Le Président ne devrait pas toutefois évoquer ses priorités en matière sociale et ses ambitions politiques dans le domaine de l’environnement et sur la question de la décentralisation. Il réservent ses réflexions pour sa prochaine allocution. D’autant que le Ségur de la santé n’est pas achevé, qu’il attend des propositions des présidents de l’Assemblée, du Sénat et du Conseil économique social et environnemental et qu’il devrait revoir prochainement les partenaires sociaux.

Le bilan de la crise sanitaire

Dimanche, Emmanuel Macron va aussi tirer le bilan de la crise sanitaire qui a frappé le pays depuis mars dernier. Souligner les forces mais aussi les faiblesses de la France, confrontée à une épidémie sans précédant depuis des décennies. Sans esquiver les sujets qui fâchent, comme la question de la pénurie de masques ou de tests.

Emmanuel Macron pourrait aussi évoquer la mission d’information sur la crise sanitaire que l’Elysee compte lancer dans les prochains jours. Elle sera chargée d’établir rapidement un premier bilan afin de pouvoir comparer la France au reste du monde. Rendue publique la semaine dernière, cette initiative avait suscité l’incrédulité et les critiques de Gérard Larcher, le président du Sénat. L’opposition voit en effet dans cette mission administrative la volonté de l’Elysée de contre-carrer les deux commissions d’enquête du Parlement sur la gestion de la crise. A l’Assemblée nationale, les auditions vont d'ailleurs démarrer la semaine prochaine.

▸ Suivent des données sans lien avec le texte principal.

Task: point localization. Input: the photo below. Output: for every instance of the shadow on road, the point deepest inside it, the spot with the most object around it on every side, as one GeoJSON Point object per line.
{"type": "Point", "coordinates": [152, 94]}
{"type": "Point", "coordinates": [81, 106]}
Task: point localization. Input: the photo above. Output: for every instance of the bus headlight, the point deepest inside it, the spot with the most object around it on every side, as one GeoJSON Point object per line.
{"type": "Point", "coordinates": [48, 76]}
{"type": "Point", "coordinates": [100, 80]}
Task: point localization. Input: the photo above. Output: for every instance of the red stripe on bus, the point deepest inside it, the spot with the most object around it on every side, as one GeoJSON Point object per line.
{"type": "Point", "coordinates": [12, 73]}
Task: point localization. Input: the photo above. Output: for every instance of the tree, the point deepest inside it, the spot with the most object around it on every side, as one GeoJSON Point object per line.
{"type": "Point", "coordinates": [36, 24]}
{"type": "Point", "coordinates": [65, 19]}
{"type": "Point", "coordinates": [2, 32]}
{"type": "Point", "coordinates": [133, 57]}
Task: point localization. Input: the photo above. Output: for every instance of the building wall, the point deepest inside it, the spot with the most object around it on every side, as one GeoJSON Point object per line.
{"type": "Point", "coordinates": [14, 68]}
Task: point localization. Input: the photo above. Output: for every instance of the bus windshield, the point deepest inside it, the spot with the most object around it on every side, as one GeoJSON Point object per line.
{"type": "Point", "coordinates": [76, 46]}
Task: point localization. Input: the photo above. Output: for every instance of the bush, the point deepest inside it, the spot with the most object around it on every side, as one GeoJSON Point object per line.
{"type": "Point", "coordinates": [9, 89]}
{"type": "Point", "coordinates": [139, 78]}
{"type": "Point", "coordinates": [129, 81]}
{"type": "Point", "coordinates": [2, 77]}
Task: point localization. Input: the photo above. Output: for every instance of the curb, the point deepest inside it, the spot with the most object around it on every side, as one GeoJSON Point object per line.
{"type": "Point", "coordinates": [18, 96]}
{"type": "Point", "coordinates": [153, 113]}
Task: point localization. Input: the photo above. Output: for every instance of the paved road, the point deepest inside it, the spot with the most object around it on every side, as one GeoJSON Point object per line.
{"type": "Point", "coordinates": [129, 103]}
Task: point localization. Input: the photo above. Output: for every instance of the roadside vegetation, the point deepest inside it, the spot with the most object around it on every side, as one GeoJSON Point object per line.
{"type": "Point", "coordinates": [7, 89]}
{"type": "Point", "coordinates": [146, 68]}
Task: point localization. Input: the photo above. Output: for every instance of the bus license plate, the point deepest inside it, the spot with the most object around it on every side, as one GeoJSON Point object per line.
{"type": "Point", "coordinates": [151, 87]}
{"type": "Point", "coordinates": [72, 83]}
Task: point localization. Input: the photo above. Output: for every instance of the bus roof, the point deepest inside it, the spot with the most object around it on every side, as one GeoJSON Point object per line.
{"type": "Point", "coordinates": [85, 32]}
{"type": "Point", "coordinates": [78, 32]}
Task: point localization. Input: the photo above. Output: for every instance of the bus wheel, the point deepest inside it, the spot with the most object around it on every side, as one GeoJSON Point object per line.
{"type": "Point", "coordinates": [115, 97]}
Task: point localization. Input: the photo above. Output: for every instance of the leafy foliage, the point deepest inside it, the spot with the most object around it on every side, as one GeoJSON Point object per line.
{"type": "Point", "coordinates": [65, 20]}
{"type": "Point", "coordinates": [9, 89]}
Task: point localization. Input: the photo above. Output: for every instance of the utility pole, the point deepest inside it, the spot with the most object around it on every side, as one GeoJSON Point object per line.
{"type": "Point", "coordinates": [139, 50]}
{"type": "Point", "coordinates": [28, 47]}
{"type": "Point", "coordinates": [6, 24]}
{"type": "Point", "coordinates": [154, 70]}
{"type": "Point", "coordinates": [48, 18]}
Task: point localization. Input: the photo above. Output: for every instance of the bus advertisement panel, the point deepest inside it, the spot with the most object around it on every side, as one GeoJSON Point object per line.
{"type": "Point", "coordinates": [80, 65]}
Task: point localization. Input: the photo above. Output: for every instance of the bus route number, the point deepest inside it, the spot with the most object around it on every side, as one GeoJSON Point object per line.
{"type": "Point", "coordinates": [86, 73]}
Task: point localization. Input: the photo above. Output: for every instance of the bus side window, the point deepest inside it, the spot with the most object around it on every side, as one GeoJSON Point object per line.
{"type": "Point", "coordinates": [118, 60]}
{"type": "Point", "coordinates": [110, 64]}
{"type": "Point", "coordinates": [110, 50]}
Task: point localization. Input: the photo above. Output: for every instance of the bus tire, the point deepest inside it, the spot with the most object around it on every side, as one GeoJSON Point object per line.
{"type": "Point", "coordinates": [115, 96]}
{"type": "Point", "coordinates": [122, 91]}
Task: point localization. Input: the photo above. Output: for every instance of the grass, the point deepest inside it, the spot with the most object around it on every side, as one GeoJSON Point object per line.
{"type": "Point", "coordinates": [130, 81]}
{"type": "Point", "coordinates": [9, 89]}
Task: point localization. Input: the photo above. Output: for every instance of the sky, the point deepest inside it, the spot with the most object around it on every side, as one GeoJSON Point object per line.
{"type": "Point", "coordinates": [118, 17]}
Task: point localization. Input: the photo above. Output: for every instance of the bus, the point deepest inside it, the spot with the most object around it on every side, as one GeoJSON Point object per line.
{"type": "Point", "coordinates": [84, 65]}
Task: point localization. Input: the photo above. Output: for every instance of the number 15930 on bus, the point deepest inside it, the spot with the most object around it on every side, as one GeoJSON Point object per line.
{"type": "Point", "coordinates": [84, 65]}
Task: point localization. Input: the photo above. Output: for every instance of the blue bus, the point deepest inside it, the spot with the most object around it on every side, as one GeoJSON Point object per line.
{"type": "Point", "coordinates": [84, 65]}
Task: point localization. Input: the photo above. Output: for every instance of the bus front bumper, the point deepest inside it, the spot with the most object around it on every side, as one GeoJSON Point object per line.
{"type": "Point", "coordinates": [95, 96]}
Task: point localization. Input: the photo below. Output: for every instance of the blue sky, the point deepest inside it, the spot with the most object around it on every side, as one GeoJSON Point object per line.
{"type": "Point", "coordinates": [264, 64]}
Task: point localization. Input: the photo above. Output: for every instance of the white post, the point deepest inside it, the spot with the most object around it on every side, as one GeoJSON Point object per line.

En 20 minutes, le Président ne veut pas balayer toute l’actualité. Reste à savoir s’il pourra éluder la question du racisme et des violences policières. Alors que la mobilisation a pris de l’ampleur, qu’un nouveau rassemblement doit avoir lieu samedi, à l’appel de la famille d’Adama Traoré, Emmanuel Macron a poussé le gouvernement à monter en première ligne. Mais il est jusqu’à présent demeuré silencieux. Sur le fond, il estime qu’il ne faut pas faire d’amalgame, que plusieurs questions doivent être distinguées, comme celle des jeunes et de la précarité, la question des discrimination et la question de la déontologie de la police.